ANNEXE - BULLETIN DE LA COMMISSION DES LOIS DU MERCREDI 27 MARS 1996
La commission a examiné, sur le rapport de M. Pierre Fauchon, la proposition de loi n° 250 (1995-1996) modifiée par l'Assemblée nationale, relative à la responsabilité pénale pour des faits d'imprudence et de négligence.
M. Pierre Fauchon, rapporteur, a rappelé que le texte initial de cette proposition de loi traduisait les conclusions du groupe de travail sur la responsabilité pénale des élus locaux, constitué au sein de la commission à l'initiative du président Jacques Larché et présidé par M. Jean-Paul Delevoye.
Il a précisé que la solution du groupe de travail consistait à demander au juge d'apprécier la responsabilité pénale de l'élu par référence non plus à un chef d'entreprise mais, d'une manière concrète, en tenant compte notamment de ses compétences, de ses pouvoirs et des difficultés propres à sa mission. Il a justifié l'exigence d'une appréciation in concreto par la spécificité de la fonction d'élu local, lequel ne peut être assimilé ni à un chef d'entreprise ni à un particulier gérant ses propres affaires.
M. Pierre Fauchon, rapporteur, a ensuite indiqué que, lors de la première lecture, le Sénat, sur la proposition du Gouvernement, avait inséré le principe de l'appréciation in concreto au sein de l'article 121-3 du code pénal afin de le rendre applicable à toute hypothèse, sans distinguer selon que le prévenu avait ou non la qualité d'élu local, ce principe étant rappelé dans les textes particuliers aux élus locaux et aux fonctionnaires. Il a précisé que le texte inséré au sein du code pénal ne concernait qu'une forme d'infraction non intentionnelle, à savoir celle résultant du manquement à une obligation de sécurité prévue par la loi ou le règlement.
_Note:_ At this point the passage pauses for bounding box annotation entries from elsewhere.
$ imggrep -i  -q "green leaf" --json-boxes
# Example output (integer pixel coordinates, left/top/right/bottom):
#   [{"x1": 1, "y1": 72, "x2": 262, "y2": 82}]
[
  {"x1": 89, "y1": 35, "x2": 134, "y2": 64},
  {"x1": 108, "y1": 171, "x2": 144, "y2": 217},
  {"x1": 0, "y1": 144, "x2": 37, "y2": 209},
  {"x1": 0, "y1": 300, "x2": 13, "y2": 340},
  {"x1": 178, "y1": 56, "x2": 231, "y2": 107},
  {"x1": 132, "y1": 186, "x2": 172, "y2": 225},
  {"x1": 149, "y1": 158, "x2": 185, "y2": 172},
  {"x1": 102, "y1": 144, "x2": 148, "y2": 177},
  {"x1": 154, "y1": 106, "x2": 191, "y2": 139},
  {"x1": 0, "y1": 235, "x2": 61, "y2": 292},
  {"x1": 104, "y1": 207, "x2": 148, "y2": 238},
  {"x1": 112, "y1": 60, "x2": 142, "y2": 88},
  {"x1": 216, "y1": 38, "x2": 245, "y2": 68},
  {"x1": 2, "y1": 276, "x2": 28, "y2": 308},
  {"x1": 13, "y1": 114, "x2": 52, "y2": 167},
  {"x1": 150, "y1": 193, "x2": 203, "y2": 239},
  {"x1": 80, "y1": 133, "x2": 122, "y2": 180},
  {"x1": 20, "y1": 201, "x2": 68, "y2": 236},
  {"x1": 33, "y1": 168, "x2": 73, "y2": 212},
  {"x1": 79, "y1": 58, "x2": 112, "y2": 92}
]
Puis, le rapporteur a présenté le texte issu des travaux de l'Assemblée nationale, soulignant que celle-ci y avait apporté une triple modification :
- l'extension du champ d'application de l'appréciation in concreto à toutes les infractions non intentionnelles et non plus aux seules infractions liées au manquement à une obligation de sécurité prévue par la loi et les règlements. Le rapporteur a déclaré ne pas avoir d'objection sur ce point ;
- une modification d'ordre rédactionnel, consistant à exiger du juge qu'il apprécie les éléments constitutifs du délit en tenant compte des circonstances de l'espèce et, notamment, des missions ou des fonctions de l'auteur des faits, de ses compétences ainsi que du pouvoir et des moyens dont il disposait. Le rapporteur a fait part de son scepticisme sur la portée réelle de cette modification, estimant que les juges prenaient d'ores et déjà en considération les circonstances de l'espèce ;
- la suppression des articles reprenant le principe de l'appréciation in concreto dans les textes relatifs aux élus locaux et aux fonctionnaires. Le rapporteur s'est déclaré fermement opposé à cette suppression, la reprise du principe général dans des textes particuliers lui paraissant présenter un double avantage : d'une part, assurer une meilleure information des élus ; d'autre part, dans la mesure où serait reprise la rédaction adoptée par le Sénat en première lecture, mettre sans ambiguïté aucune la preuve de la négligence ou de l'imprudence d'un élu local à la charge de l'accusation.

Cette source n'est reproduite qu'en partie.